Hurricane Bianca is a 2016 American comedy film directed and written by Matt Kugelman. The film's title derives from the main character, Bianca Del Rio (Roy Haylock), an American costumer and drag queen, best known for winning the sixth season of RuPaul's Drag Race.

== Plot ==
A school teacher named Richard moves from New York City to a small town in Texas, and begins work at a new school. Shortly after this, Richard gets outed by the community in this town and is consequently fired. Following this, Richard feels the need to get revenge on the people that were hateful to him, so he returns as Bianca Del Rio, his drag persona, and spreads his hate and causes mayhem to those that were mean to him, who are oblivious to the fact that Del Rio is actually the previously fired Richard.

==Cast==
- Bianca Del Rio as Richard Martinez/Bianca Del Rio
- Rachel Dratch as Deborah Ward, vice principal at Milford High School
- Bianca Leigh as Karma Johnstone, a trans woman and radio personality who Richard befriends in Texas
- Denton Blane Everett as Coach Chuck, gym teacher and football coach at Milford High and Karma's brother
- Willam Belli as Bailey, one of Richard's best friends from New York
- Shangela Laquifa Wadley as Stephen, one of Richard's best friends from New York
- Misti Morley as Janice, the janitor at Milford High
- Téa Mckay as Keeley Carson, a student at Milford High
- Kaleb King as Bobby, a gay student at Milford High
- Molly Ryman as Carly Ward, a teacher at Milford High and Deborah's daughter
- Ted Ferguson as Principal Wayne
- Alan Cumming as Lawrence Taylor, president of the teaching ambassador program that sends Richard to Milford High
- Joslyn Fox as the barmaid
- Alyssa Edwards as Ambrosia Salad
- RuPaul as RuStorm, a weather reporter

==Production==
Before winning RuPaul's Drag Race, Del Rio had already garnered attention as a comedian and drag queen in the New York City and New Orleans drag scenes. She would often host and MC events, including Mardi Gras and Southern Decadence. Del Rio became friends with Kugelman, who wrote the film specifically based on him, stating "Tall, slender and glamorous, but with the mouth of a truck driver, I immediately thought that Bianca was a total movie character, and that this would be the story that I develop for my first feature." The film was introduced and announced years before Del Rio's rise to fame on RuPaul's Drag Race.

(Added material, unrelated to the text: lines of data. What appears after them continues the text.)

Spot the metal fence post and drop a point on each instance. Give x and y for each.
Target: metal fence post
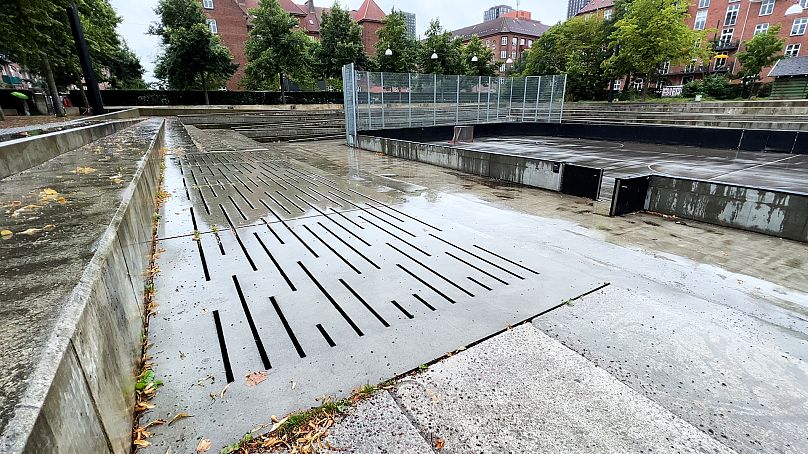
(435, 102)
(457, 109)
(550, 110)
(381, 78)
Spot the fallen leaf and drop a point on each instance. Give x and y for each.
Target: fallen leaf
(255, 378)
(179, 416)
(203, 445)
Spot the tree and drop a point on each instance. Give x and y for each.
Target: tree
(448, 49)
(274, 49)
(577, 47)
(340, 42)
(393, 36)
(763, 50)
(485, 65)
(650, 33)
(192, 56)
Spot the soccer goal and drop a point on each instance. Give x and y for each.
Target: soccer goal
(463, 134)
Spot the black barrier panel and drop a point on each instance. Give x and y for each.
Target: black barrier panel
(629, 195)
(581, 181)
(754, 140)
(781, 141)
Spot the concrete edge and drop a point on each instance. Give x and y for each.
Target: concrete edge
(57, 413)
(22, 154)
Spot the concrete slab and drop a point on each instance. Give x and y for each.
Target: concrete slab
(377, 425)
(524, 392)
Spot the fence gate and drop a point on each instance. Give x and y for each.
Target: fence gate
(375, 100)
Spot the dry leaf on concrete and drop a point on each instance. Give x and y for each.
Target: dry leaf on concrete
(255, 378)
(203, 445)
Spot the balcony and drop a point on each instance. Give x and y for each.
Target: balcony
(726, 45)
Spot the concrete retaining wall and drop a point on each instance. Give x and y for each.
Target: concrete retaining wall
(21, 154)
(777, 213)
(82, 397)
(529, 172)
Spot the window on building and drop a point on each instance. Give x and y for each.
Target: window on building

After the two had decided to pursue the venture, a crowdfunding site was set up on Indiegogo and was sponsored also by Fractured Atlas. The film's budget was met largely through extensive crowdfunding. Del Rio began promoting the project during her shows, encouraging fans to donate to the project. Other methods of funding included Del Rio making personalised videos to contributors, in a video series titled "Bianca Hates You". As Del Rio is an insult comic by trait, those who donated high amounts of money received these videos, as a lot of fans enjoyed being verbally attacked by Del Rio.

Speaking on the film before its release, Del Rio stated: "It's a serious topic, but it's done in a funny way." Kugelman stated he hopes the film will shine a light on employment discrimination in the United States, saying "My hope is that Hurricane Bianca will change minds and bring awareness to the issue. The film deals with a serious topic in a comedic way."

===Casting===
Kugelman and Del Rio enlisted various known names for the movie following Del Rio's appearance on RuPaul's Drag Race. Actor and Drag Race season 4 contestant Willam Belli was first announced to be joining the cast via a YouTube video, playing Del Rio's on-screen best friend Bailey. Other Drag Race contestants announced to be cast via Del Rio's social media were fellow season 6 cast member Joslyn Fox, season 3 cast member Shangela Laquifa Wadley and season 5 cast member Alyssa Edwards.

Outside of Drag Race, both Alan Cumming and Rachel Dratch were both announced via social media to be in the film.

===Filming===
According to Del Rio's website, filming took place over a three-week period in mid July and August in Garland, Texas at Garland High School. Behind the scenes footage posted on social media from some of the actors showed a scene at a roller rink (Texas Skatium in Garland) and a school. After filming had commenced, Kugelman released footage online of Del Rio's 40th birthday roast. The almost two-hour show was put on sale for $14.99 and was used to help fund the post production of Hurricane Bianca.

== Release ==
Following a limited theatrical release, the film was released on video on demand on September 23, 2016, with a release to DVD in October 2016.

==Sequel==

A sequel film, Hurricane Bianca: From Russia with Hate, was released on May 18, 2018. Dratch returned as the film's antagonist, while Katya Zamolodchikova and Molly Ryman joined the cast.

===Future===
In February 2019 GQ reported that a third film titled Hurricane Bianca 3 was in the works that would include several Drag Race alumni, as well as the return of Sykes and Dratch. According to Del Rio, the third film is set in Africa although it would not be filmed there due to budget constraints.

==Reception==
Chicago Review gave a positive review and wrote: "Crowd-funded on a teensy budget, the movie is not without its charms, including Ryan Matthieu Smith's inventive production and costume design and a cast of unknowns who prove worthy straight men to Del Rio." An editor of Junkee rated the film a "B−", stating that the film "is occasionally spotty in its laughs, but fans of Bianca Del Rio won't want to miss their favourite insult factory."